The SAP open data ecosystem is a strategic framework that creates a unified environment by connecting all business data, whether it originates from SAP systems or external sources.
This ecosystem focuses on two primary objectives:
- Extending the native capabilities of SAP Business Data Cloud by integrating specialized external tools.
- Enabling the use of preferred analytical tools to process combined datasets, resulting in deeper insights and more informed decisions from a single, reliable source.
This lesson focuses specifically on how to extend the capabilities of SAP Business Data Cloud.
While SAP Business Data Cloud provides a robust foundation, no single platform can address every specialized requirement. The SAP open data ecosystem allows you to integrate best-of-breed tools with your SAP data to enhance its quality, governance, and overall value.
The following two use cases illustrate the practical benefits of the open data ecosystem for SAP Business Data Cloud.
Central Data Governance
The first use case addresses the challenges of data governance.
Watch this video to understand how external data governance and cataloging functions can be integrated into SAP Business Data Cloud.
Organizations often struggle with enterprise-wide data governance when information is fragmented across multiple systems. While SAP Business Data Cloud manages its own internal data effectively, enforcing global compliance policies—such as GDPR—across all other applications and databases remains a complex task.
The solution involves integrating SAP Business Data Cloud with a dedicated data governance platform, such as Collibra. This integration allows the platform to harvest metadata from SAP and other sources into a single, searchable catalog. A unified catalog enables data stewards to apply universal quality rules and access policies centrally, which reduces compliance risks, increases data trust, and accelerates the delivery of insights.
Pre-trained Models Use Case
The second use case explores the application of machine learning.
Developing custom models is resource-intensive. You can achieve faster results by utilizing industry-specific, pre-trained models to solve business challenges.
Watch this video to learn how pre-trained models can be used for predictive maintenance.
Building custom AI and machine learning models is often difficult due to time and expertise constraints. A more efficient approach is to leverage pre-trained, industry-specific AI models.
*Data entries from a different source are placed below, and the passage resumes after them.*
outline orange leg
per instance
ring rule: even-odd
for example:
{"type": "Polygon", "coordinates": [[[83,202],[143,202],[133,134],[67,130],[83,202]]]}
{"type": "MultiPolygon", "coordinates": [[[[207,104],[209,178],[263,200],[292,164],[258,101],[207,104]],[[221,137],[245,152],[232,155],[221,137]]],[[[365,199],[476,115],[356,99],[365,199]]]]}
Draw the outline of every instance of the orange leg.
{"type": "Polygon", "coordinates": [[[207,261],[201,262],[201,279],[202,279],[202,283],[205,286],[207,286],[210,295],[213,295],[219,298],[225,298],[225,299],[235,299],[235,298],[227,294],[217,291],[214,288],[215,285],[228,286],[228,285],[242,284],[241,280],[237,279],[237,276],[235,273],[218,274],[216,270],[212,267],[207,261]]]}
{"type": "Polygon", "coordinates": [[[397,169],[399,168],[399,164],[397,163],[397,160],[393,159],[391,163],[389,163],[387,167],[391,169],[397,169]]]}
Instead of starting from scratch, companies can adapt existing frameworks from platforms like DataRobot and fine-tune them using their own high-quality, context-rich business data stored in SAP Business Data Cloud.
The video features a utility company case study focused on predicting equipment failures. By applying a pre-built model and refining it with specific maintenance and sensor data from SAP, the team can rapidly develop a predictive tool. This strategy allows them to anticipate failures, resulting in reduced operational downtime, lower maintenance costs, and improved service reliability.
Summary
In this lesson, you learned how SAP Business Data Cloud integrates with specialized tools to enhance its core capabilities:
- Platforms like Collibra connect to SAP Business Data Cloud to enable centralized data cataloging and consistent policy enforcement across the enterprise.
- Integration with governance tools minimizes compliance risks by applying global data quality rules and access policies from a central location.
- You can leverage platforms like DataRobot to access industry-specific models, using clean data from SAP Business Data Cloud for faster AI deployment.
- Combining SAP Business Data Cloud with specialized models supports predictive analytics, which helps reduce downtime and improve overall business outcomes.